Despite all the evidence to the contrary that I've published over the years, Pearce and his loyalists have attempted to portray the photo as a fluke.
But as seen in the e-mails released by the ACLU (some dating as far back as 2006), Pearce's views on race, ethnicity, and immigration dovetailed nicely with those of Ready, who once called for land mines on the U.S. border with Mexico and who spent his last years on this Earth as a vigilante rounding up migrants at gunpoint in the desert.
As revealved in this eletronic cache, one of Pearce's favorite writers is nativist extremist Frosty Wooldridge, who likened illegal immigration to the importation of leper colonies in a 2006 column.
Pearce mass e-mailed this screed without Wooldridge's byline, giving the impression that Pearce had written it. The e-mail's sentiment was one with which Ready heartily agreed, to judge by Ready's own racist ramblings.

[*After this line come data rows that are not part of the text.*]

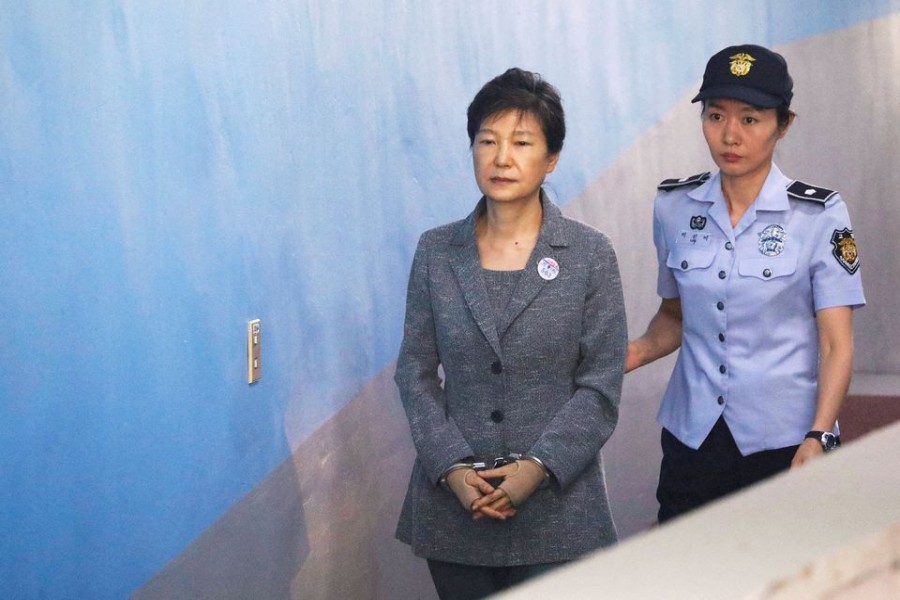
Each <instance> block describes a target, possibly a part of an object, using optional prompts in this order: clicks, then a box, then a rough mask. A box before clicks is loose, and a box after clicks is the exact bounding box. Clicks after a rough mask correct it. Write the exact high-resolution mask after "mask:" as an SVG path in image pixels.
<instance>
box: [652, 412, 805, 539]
mask: <svg viewBox="0 0 900 600" xmlns="http://www.w3.org/2000/svg"><path fill="white" fill-rule="evenodd" d="M661 444H662V450H663V459H662V466H661V467H660V470H659V487H657V489H656V499H657V500H658V501H659V515H658V518H659V522H660V523H664V522H666V521H668V520H670V519H673V518H675V517H677V516H679V515H682V514H684V513H686V512H689V511H691V510H694V509H695V508H699V507H701V506H703V505H704V504H707V503H708V502H712V501H713V500H716V499H718V498H721V497H723V496H726V495H728V494H730V493H732V492H736V491H738V490H740V489H742V488H745V487H747V486H750V485H753V484H754V483H756V482H758V481H761V480H763V479H766V478H767V477H771V476H772V475H775V474H776V473H779V472H781V471H785V470H787V469H789V468H790V466H791V460H793V458H794V454H796V452H797V448H799V446H788V447H786V448H777V449H775V450H764V451H762V452H755V453H753V454H748V455H747V456H742V455H741V452H740V450H738V447H737V444H736V443H735V441H734V438H733V437H732V435H731V431H730V430H729V429H728V425H727V424H726V423H725V419H724V418H723V417H719V420H718V421H716V424H715V426H713V428H712V431H710V432H709V435H708V436H707V437H706V439H705V440H704V441H703V443H702V444H701V445H700V447H699V448H698V449H696V450H694V449H693V448H691V447H689V446H685V445H684V444H682V443H681V442H680V441H679V440H678V438H676V437H675V436H674V435H672V434H671V433H670V432H669V431H668V430H667V429H665V428H664V429H663V430H662V438H661Z"/></svg>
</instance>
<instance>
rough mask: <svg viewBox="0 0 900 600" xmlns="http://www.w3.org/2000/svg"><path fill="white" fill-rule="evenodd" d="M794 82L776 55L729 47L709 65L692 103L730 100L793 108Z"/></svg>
mask: <svg viewBox="0 0 900 600" xmlns="http://www.w3.org/2000/svg"><path fill="white" fill-rule="evenodd" d="M793 88H794V81H793V80H792V79H791V76H790V75H788V72H787V62H786V61H785V60H784V57H783V56H781V55H780V54H778V53H777V52H772V51H771V50H769V49H768V48H763V47H762V46H756V45H754V44H743V45H740V46H729V47H728V48H725V49H724V50H720V51H719V52H717V53H716V54H714V55H713V56H712V58H710V59H709V62H708V63H706V71H705V72H704V73H703V84H702V85H701V86H700V93H699V94H697V95H696V96H694V99H693V100H691V102H698V101H700V100H709V99H712V98H730V99H733V100H740V101H741V102H746V103H747V104H752V105H753V106H757V107H759V108H775V107H777V106H781V105H782V104H785V105H787V106H790V105H791V98H792V97H793V96H794V92H793Z"/></svg>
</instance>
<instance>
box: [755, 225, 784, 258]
mask: <svg viewBox="0 0 900 600" xmlns="http://www.w3.org/2000/svg"><path fill="white" fill-rule="evenodd" d="M786 239H787V232H786V231H785V230H784V227H782V226H781V225H768V226H766V228H765V229H763V230H762V231H761V232H760V233H759V251H760V252H761V253H762V254H764V255H765V256H778V255H779V254H781V253H782V252H783V251H784V241H785V240H786Z"/></svg>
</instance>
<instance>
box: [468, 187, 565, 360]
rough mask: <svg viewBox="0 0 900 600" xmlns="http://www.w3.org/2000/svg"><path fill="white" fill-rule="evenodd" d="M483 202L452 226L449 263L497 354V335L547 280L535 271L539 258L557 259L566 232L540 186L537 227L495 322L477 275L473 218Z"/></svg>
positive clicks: (475, 215) (480, 278)
mask: <svg viewBox="0 0 900 600" xmlns="http://www.w3.org/2000/svg"><path fill="white" fill-rule="evenodd" d="M485 203H486V200H485V199H484V198H482V199H481V200H480V201H479V202H478V205H477V206H476V207H475V210H473V211H472V212H471V213H470V214H469V216H468V217H466V218H465V219H463V220H462V221H460V222H459V224H458V226H457V227H456V231H455V232H454V233H453V236H452V238H451V242H450V243H451V246H453V247H454V249H453V250H452V251H451V255H450V264H451V266H452V268H453V272H454V273H455V274H456V278H457V281H458V282H459V285H460V288H462V291H463V296H464V297H465V299H466V303H467V304H468V306H469V310H470V311H471V312H472V316H473V317H474V319H475V322H476V323H477V324H478V327H479V329H481V332H482V333H483V334H484V336H485V338H486V339H487V340H488V342H489V343H490V345H491V347H492V348H493V349H494V352H495V353H496V354H497V355H498V356H502V354H501V350H500V338H502V337H503V334H504V333H505V332H506V330H507V329H508V328H509V326H510V325H511V324H512V322H513V321H515V319H516V317H518V316H519V315H520V314H521V313H522V311H523V310H525V308H526V307H527V306H528V305H529V304H531V301H532V300H534V298H535V296H537V295H538V293H539V292H540V291H541V289H543V287H544V286H545V285H546V284H547V283H548V282H547V281H546V280H544V279H543V278H542V277H541V276H540V274H539V273H538V268H537V267H538V263H540V261H541V259H543V258H554V259H555V260H557V262H559V258H558V256H557V254H558V251H559V248H564V247H566V246H568V245H569V242H568V232H567V231H566V221H565V218H564V217H563V215H562V211H560V210H559V207H557V206H556V205H555V204H554V203H553V202H552V201H551V200H550V199H549V198H547V196H546V195H545V194H544V191H543V190H541V204H542V205H543V209H544V210H543V218H542V221H541V231H540V233H539V234H538V240H537V243H536V244H535V246H534V250H532V252H531V256H530V257H529V258H528V263H527V264H526V266H525V270H524V271H523V272H522V274H521V276H520V277H519V282H518V283H517V284H516V288H515V290H514V291H513V294H512V297H511V298H510V300H509V304H507V306H506V309H505V311H504V313H503V315H502V317H501V318H500V320H499V322H497V321H496V320H495V317H494V313H493V305H492V304H491V299H490V298H489V297H488V294H487V288H486V287H485V285H484V278H483V277H482V276H481V259H480V257H479V256H478V245H477V244H476V242H475V222H476V220H477V218H478V215H480V214H481V213H482V212H483V211H484V207H485Z"/></svg>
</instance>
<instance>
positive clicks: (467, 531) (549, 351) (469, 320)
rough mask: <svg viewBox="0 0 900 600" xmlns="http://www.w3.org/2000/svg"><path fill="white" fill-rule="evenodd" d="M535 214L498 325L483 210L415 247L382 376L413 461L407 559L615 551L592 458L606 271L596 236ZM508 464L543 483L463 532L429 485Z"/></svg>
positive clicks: (435, 235)
mask: <svg viewBox="0 0 900 600" xmlns="http://www.w3.org/2000/svg"><path fill="white" fill-rule="evenodd" d="M542 202H543V206H544V217H543V223H542V225H541V231H540V235H539V237H538V242H537V245H536V246H535V248H534V251H533V252H532V254H531V257H530V258H529V261H528V265H527V266H526V268H525V271H524V272H523V273H522V275H521V277H520V279H519V282H518V284H517V287H516V288H515V290H514V292H513V295H512V297H511V299H510V301H509V304H508V305H507V307H506V310H505V312H504V314H503V315H502V317H501V318H500V320H499V323H498V321H497V319H496V317H495V315H494V314H493V308H492V304H491V300H490V298H489V297H488V295H487V291H486V288H485V285H484V280H483V278H482V275H481V265H480V261H479V256H478V249H477V247H476V243H475V235H474V231H475V216H476V214H477V213H478V211H479V210H480V209H481V208H482V205H483V203H484V200H483V199H482V201H481V203H479V206H478V207H477V208H476V210H475V211H473V213H472V214H470V215H469V216H468V217H467V218H466V219H464V220H462V221H458V222H455V223H451V224H449V225H444V226H442V227H438V228H435V229H432V230H430V231H427V232H426V233H425V234H423V235H422V237H421V238H420V240H419V245H418V248H417V249H416V254H415V258H414V259H413V265H412V272H411V274H410V281H409V290H408V295H407V305H406V322H405V326H404V337H403V343H402V347H401V349H400V356H399V359H398V362H397V372H396V376H395V380H396V382H397V385H398V387H399V389H400V396H401V399H402V401H403V406H404V409H405V410H406V415H407V417H408V419H409V425H410V430H411V432H412V438H413V442H414V444H415V447H416V451H417V460H416V463H415V465H414V467H413V472H412V477H411V479H410V483H409V490H408V492H407V496H406V500H405V502H404V506H403V511H402V514H401V516H400V523H399V525H398V527H397V537H398V538H399V539H400V540H402V541H404V542H406V543H408V544H410V545H411V546H412V548H413V551H414V552H415V554H417V555H418V556H423V557H426V558H433V559H438V560H444V561H449V562H458V563H464V564H477V565H486V566H503V565H522V564H536V563H544V562H556V561H562V560H569V559H573V558H575V557H577V556H579V555H581V554H584V553H585V552H587V551H590V550H593V549H596V548H599V547H601V546H605V545H608V544H611V543H613V542H615V539H616V533H615V527H614V525H613V522H612V517H611V516H610V512H609V504H608V500H607V495H606V487H605V482H604V478H603V470H602V467H601V462H600V458H599V451H600V448H601V447H602V446H603V444H604V443H605V442H606V441H607V440H608V439H609V437H610V435H611V434H612V432H613V429H614V428H615V425H616V421H617V419H618V406H619V398H620V394H621V387H622V375H623V370H624V361H625V348H626V343H627V336H626V330H625V309H624V303H623V299H622V287H621V283H620V280H619V271H618V266H617V263H616V257H615V253H614V251H613V248H612V245H611V244H610V242H609V240H608V239H607V238H606V237H605V236H604V235H603V234H602V233H600V232H598V231H596V230H594V229H592V228H590V227H588V226H587V225H584V224H582V223H579V222H577V221H574V220H571V219H568V218H566V217H564V216H563V215H562V213H561V212H560V210H559V208H557V207H556V206H555V205H554V204H553V203H552V202H550V201H549V200H548V199H546V198H545V197H543V196H542ZM545 257H548V258H552V259H554V260H556V262H557V263H558V264H559V274H558V276H557V277H556V278H554V279H552V280H545V279H543V278H542V277H541V276H540V274H539V273H538V263H539V262H540V261H541V259H542V258H545ZM439 365H440V366H442V367H443V371H444V374H445V381H444V384H443V385H442V384H441V380H440V378H439V373H438V366H439ZM509 452H528V453H531V454H533V455H535V456H536V457H538V458H540V459H541V460H542V461H543V462H544V464H545V465H546V466H547V467H548V469H549V470H550V471H551V473H552V474H553V480H552V483H551V485H550V486H549V487H548V488H545V489H540V490H538V491H537V492H535V494H534V495H532V496H531V498H529V499H528V500H527V501H526V502H525V503H524V504H523V505H522V506H521V507H520V508H519V511H518V514H516V516H515V517H513V518H512V519H509V520H507V521H504V522H500V521H494V520H492V519H481V520H479V521H474V520H473V519H472V518H471V515H470V514H469V513H468V512H467V511H466V510H465V509H463V507H462V506H461V505H460V504H459V501H458V500H457V499H456V497H455V496H454V495H453V494H452V493H450V492H448V491H446V490H444V489H442V488H441V487H440V486H439V485H437V483H438V480H439V478H440V476H441V474H442V473H443V472H444V471H445V470H446V469H447V468H448V467H449V466H450V465H452V464H453V463H455V462H457V461H459V460H460V459H463V458H464V457H470V456H472V457H476V458H494V457H497V456H503V455H506V454H508V453H509Z"/></svg>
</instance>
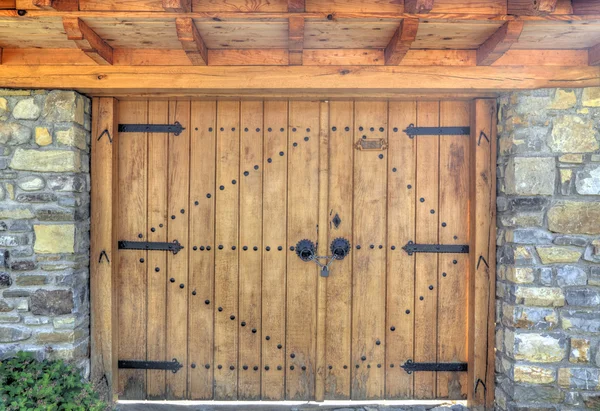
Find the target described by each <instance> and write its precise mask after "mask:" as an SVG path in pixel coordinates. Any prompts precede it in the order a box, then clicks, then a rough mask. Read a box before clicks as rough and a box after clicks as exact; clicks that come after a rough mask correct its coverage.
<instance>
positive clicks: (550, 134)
mask: <svg viewBox="0 0 600 411" xmlns="http://www.w3.org/2000/svg"><path fill="white" fill-rule="evenodd" d="M548 146H549V147H550V149H551V150H552V151H553V152H555V153H591V152H594V151H596V150H598V148H600V145H599V144H598V139H597V136H596V130H595V129H594V121H593V120H592V119H584V118H581V117H580V116H574V115H565V116H561V117H557V118H556V119H555V120H554V126H553V127H552V133H551V134H550V140H549V142H548Z"/></svg>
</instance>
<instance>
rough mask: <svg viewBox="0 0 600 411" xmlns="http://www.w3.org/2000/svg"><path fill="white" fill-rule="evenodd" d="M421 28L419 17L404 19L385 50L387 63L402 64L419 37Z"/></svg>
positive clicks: (385, 63)
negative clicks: (419, 21)
mask: <svg viewBox="0 0 600 411" xmlns="http://www.w3.org/2000/svg"><path fill="white" fill-rule="evenodd" d="M418 29H419V19H404V20H402V21H401V22H400V26H399V27H398V29H397V30H396V32H395V33H394V35H393V36H392V39H391V40H390V42H389V43H388V45H387V47H386V48H385V51H384V56H385V64H386V65H387V66H397V65H398V64H400V62H401V61H402V59H403V58H404V56H405V55H406V53H408V50H410V46H411V45H412V43H413V41H415V38H416V37H417V30H418Z"/></svg>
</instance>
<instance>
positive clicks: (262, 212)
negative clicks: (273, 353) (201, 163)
mask: <svg viewBox="0 0 600 411" xmlns="http://www.w3.org/2000/svg"><path fill="white" fill-rule="evenodd" d="M240 127H241V131H240V246H241V247H242V251H240V254H239V258H240V296H239V304H240V318H239V320H240V328H239V333H240V334H239V340H240V357H239V364H240V366H241V367H242V369H241V370H240V371H239V378H238V398H239V399H240V400H258V399H260V375H261V373H260V372H256V371H254V370H253V367H254V366H256V365H258V366H260V363H261V362H260V347H261V340H262V339H261V333H259V332H258V330H260V329H262V326H261V325H262V323H261V265H262V264H261V263H262V257H261V256H262V252H264V253H276V252H277V246H276V245H275V244H268V243H264V244H263V242H262V217H263V215H262V213H263V211H262V168H261V167H260V165H262V144H263V103H262V102H260V101H242V102H241V108H240ZM254 247H258V250H263V251H262V252H259V251H254ZM264 367H265V371H267V372H276V367H275V366H274V365H271V364H267V363H265V366H264ZM267 367H268V368H269V369H267Z"/></svg>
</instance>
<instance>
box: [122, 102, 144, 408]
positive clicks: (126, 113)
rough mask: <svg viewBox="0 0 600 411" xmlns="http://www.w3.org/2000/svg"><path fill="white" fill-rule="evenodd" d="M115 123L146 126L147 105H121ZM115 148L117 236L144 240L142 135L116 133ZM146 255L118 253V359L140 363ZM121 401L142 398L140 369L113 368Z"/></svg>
mask: <svg viewBox="0 0 600 411" xmlns="http://www.w3.org/2000/svg"><path fill="white" fill-rule="evenodd" d="M119 119H120V121H121V122H123V123H125V124H132V123H133V124H135V123H147V122H148V102H147V101H143V100H141V101H123V102H121V103H120V104H119ZM117 142H118V144H119V209H118V212H119V222H118V224H117V227H118V233H119V234H118V237H119V239H124V240H135V241H144V240H145V239H146V238H147V236H146V212H147V211H146V205H147V202H146V195H147V181H146V178H147V174H146V172H147V154H148V151H147V135H146V133H127V134H124V133H121V134H119V137H118V139H117ZM146 257H147V252H146V251H140V250H121V251H119V252H118V263H117V264H118V266H117V270H118V278H119V286H118V300H119V303H118V304H119V359H123V360H125V359H128V360H145V359H146V286H147V284H146V265H145V264H141V263H140V259H145V258H146ZM119 392H122V393H123V395H122V396H121V397H120V398H121V399H137V400H139V399H143V398H146V371H145V370H124V369H122V370H119Z"/></svg>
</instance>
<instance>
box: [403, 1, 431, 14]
mask: <svg viewBox="0 0 600 411" xmlns="http://www.w3.org/2000/svg"><path fill="white" fill-rule="evenodd" d="M433 3H434V0H404V12H405V13H418V14H423V13H429V12H430V11H431V9H432V8H433Z"/></svg>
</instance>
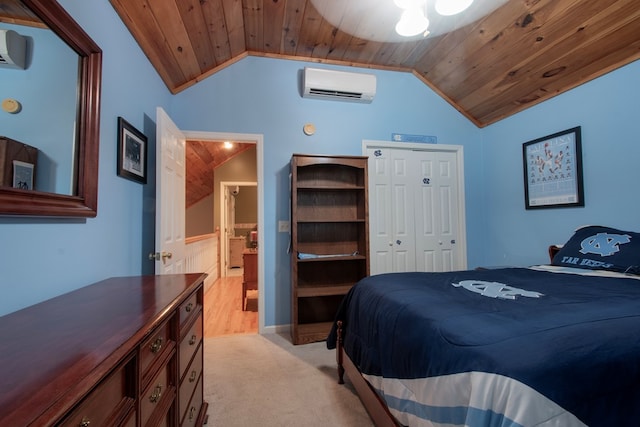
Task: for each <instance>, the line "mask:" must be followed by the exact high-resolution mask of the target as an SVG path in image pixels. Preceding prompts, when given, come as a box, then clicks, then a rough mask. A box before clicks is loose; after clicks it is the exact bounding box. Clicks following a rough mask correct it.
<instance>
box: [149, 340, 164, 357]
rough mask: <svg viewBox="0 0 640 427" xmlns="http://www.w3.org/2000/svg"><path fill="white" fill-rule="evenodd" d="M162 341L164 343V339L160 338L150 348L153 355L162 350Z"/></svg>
mask: <svg viewBox="0 0 640 427" xmlns="http://www.w3.org/2000/svg"><path fill="white" fill-rule="evenodd" d="M162 341H163V340H162V337H158V338H156V340H155V341H154V342H153V343H151V346H150V350H151V353H154V354H155V353H157V352H159V351H160V349H161V348H162Z"/></svg>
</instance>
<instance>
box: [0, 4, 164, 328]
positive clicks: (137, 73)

Which helps explain why Pearce's lawyers, in a complaint brought against him in federal court, moved to block as inflammatory any questioning of Pearce on his relationship with Ready.
This occurred recently in Reza v. Pearce, in which Phoenix civil rights activist Salvador Reza is suing Pearce for causing his false arrest and imprisonment after Pearce, then Senate president, banned Reza from entering the state Senate building in 2011.
As a result of Pearce's move, Reza was collared and booked into jail after he showed up one day to talk with Steve Gallardo, his state senator.
Pearce's attorneys from the right-wing Rose Law Group, known for defending such rogues as amateur jockey-shorts model Pinal County Sheriff Paul Babeu, argued that Pearce's relationship with Ready was "irrelevant."